Gammon and Brussels sprout risotto
Recipe type: Entree
Prep time: 
Cook time: 
Total time: 
Serves: 2 mains or 4 starters
Drowning in Christmas leftovers? This recipe turns leftover gammon and Brussels sprouts into an elegant and simple meal.
  • About 100g cooked gammon/ham choppeed
  • 1 medium onion, finely chopped
  • 1 large cloves of garlic, crushed
  • About 1 cup cooked Brussels sprouts, chopped
  • 300g of risotto rice (Arborio or Carnarolli)
  • 60g Parmesan cheese, grated
  • 150ml white wine
  • 2 tbsp olive oil
  • 20g +20g butter
  • 600ml vegetable stock
  • salt and black pepper
  1. Melt 20g of the butter together with the olive oil in a large, heavy-bottomed saucepan.  Add the onion, garlic, gammon and sprouts and sauté until the onion is translucent and the gammon is heated through.
  2. Add the rice and cook for a minute or two, stirring constantly stir so that each grain is well-coated with oil/butter.  Add the white wine and keep stirring until the liquid has been absorbed almost completely.

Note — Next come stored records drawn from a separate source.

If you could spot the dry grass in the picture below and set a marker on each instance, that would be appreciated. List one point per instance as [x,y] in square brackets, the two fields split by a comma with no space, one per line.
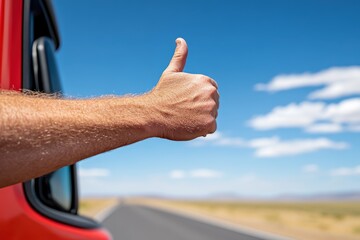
[90,207]
[299,220]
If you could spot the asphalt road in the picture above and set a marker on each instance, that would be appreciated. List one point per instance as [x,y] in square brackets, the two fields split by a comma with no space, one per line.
[129,222]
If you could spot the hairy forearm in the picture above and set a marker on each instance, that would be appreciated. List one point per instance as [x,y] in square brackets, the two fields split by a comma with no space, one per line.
[41,134]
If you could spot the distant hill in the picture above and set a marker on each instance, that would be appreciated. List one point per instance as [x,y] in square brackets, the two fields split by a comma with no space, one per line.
[333,196]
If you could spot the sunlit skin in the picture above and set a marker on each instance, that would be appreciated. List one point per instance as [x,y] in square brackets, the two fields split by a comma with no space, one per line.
[39,134]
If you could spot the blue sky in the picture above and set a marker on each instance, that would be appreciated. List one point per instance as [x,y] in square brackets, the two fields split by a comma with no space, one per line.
[264,145]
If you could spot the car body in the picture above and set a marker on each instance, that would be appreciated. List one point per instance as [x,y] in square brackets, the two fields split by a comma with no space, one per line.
[45,207]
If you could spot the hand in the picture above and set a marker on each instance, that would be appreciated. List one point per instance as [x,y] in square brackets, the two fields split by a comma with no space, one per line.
[188,103]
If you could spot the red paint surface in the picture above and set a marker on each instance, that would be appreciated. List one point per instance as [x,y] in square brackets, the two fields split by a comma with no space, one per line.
[19,221]
[10,44]
[17,218]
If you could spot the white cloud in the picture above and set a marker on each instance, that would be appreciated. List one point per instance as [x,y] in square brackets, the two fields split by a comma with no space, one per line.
[346,171]
[324,128]
[298,146]
[312,116]
[94,172]
[275,147]
[177,174]
[196,173]
[310,168]
[205,173]
[336,82]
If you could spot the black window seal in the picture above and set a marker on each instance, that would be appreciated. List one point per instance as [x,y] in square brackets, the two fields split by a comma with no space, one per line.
[27,83]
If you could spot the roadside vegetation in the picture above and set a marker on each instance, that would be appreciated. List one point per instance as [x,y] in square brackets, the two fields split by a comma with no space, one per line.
[299,220]
[91,207]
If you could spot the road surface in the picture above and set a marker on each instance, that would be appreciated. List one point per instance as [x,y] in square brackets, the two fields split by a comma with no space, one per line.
[131,222]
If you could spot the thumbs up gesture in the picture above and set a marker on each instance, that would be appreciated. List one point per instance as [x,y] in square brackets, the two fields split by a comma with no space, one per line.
[186,105]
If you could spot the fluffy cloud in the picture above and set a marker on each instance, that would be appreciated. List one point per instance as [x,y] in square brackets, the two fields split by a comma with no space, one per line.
[310,168]
[274,146]
[312,116]
[197,173]
[336,82]
[94,172]
[346,171]
[297,146]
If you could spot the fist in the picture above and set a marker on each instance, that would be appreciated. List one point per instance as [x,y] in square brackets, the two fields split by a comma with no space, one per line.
[186,104]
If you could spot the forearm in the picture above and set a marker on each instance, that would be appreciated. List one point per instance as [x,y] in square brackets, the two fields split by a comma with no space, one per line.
[39,135]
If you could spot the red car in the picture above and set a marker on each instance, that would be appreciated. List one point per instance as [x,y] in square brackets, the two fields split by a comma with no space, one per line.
[45,207]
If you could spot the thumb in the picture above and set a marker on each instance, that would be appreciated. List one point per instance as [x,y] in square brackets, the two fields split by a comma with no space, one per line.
[178,60]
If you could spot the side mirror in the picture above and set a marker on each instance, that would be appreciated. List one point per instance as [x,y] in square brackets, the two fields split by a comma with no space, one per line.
[58,189]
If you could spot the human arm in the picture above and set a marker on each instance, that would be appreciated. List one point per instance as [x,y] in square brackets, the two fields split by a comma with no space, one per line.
[41,134]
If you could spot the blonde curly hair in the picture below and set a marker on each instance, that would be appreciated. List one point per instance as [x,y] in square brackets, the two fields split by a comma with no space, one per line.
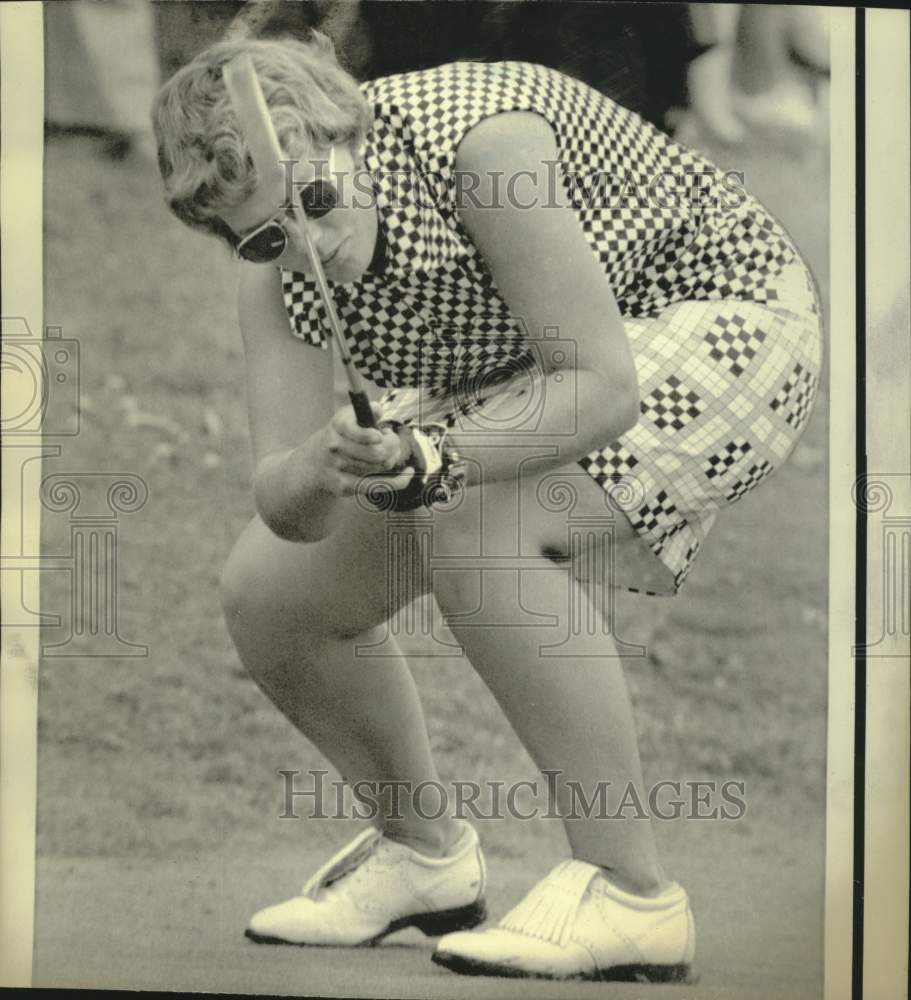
[204,161]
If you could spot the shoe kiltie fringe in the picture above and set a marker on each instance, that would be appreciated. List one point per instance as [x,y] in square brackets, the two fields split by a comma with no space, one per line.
[548,912]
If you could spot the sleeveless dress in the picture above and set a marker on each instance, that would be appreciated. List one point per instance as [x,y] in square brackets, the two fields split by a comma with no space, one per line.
[721,313]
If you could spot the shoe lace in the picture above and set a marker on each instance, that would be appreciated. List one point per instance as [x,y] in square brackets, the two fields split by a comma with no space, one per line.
[348,860]
[364,856]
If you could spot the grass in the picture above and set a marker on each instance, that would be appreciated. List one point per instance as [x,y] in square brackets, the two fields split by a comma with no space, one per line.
[178,752]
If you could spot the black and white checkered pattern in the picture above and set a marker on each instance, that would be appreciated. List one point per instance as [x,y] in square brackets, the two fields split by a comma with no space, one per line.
[734,341]
[671,405]
[732,455]
[629,183]
[795,398]
[721,315]
[754,476]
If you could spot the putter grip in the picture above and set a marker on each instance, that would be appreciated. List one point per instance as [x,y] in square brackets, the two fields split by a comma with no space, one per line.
[362,409]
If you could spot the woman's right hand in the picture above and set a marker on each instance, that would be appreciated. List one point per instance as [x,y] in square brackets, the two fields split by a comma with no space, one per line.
[346,452]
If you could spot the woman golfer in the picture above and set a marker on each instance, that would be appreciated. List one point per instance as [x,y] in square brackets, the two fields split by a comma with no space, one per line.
[549,290]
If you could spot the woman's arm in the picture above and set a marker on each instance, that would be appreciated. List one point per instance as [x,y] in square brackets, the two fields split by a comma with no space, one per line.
[306,456]
[549,277]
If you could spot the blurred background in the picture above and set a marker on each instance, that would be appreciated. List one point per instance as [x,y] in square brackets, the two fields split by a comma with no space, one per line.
[158,773]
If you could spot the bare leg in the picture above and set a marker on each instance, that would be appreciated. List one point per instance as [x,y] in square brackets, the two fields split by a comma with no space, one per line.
[572,714]
[296,613]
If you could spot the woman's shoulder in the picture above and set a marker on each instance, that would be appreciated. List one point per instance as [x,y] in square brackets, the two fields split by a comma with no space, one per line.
[470,74]
[433,109]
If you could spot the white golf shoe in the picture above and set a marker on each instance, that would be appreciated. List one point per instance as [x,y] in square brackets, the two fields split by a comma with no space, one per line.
[576,925]
[375,886]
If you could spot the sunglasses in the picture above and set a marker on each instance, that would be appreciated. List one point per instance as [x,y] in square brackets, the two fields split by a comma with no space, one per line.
[270,240]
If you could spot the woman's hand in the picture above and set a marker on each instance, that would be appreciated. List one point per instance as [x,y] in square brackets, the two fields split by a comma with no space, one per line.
[346,453]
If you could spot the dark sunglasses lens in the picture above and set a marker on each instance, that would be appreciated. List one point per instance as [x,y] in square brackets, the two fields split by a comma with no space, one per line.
[318,198]
[267,245]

  3. Add the hot stock a ladleful at a time (probably about 150-200 ml per ladle).  Keep stirring until each ladleful has been completely absorbed, but do not let the rice dry out and stick to the pot.  Once each ladleful is absorbed, add the next until the stock has all been added.  The rice should be soft but each grain should retain some bite in the centre, perfectly al dente, which should take about 20 minutes.
  4. As soon as the rice is ready, remove from the heat and stir in the remaining 20g of butter and the rest of the grated Parmesan cheese.  Taste and season with salt and black pepper as desired – I added no salt as the gammon and the stock already contained enough.
  5. Garnish with a little more grated Parmesan cheese and serve immediately.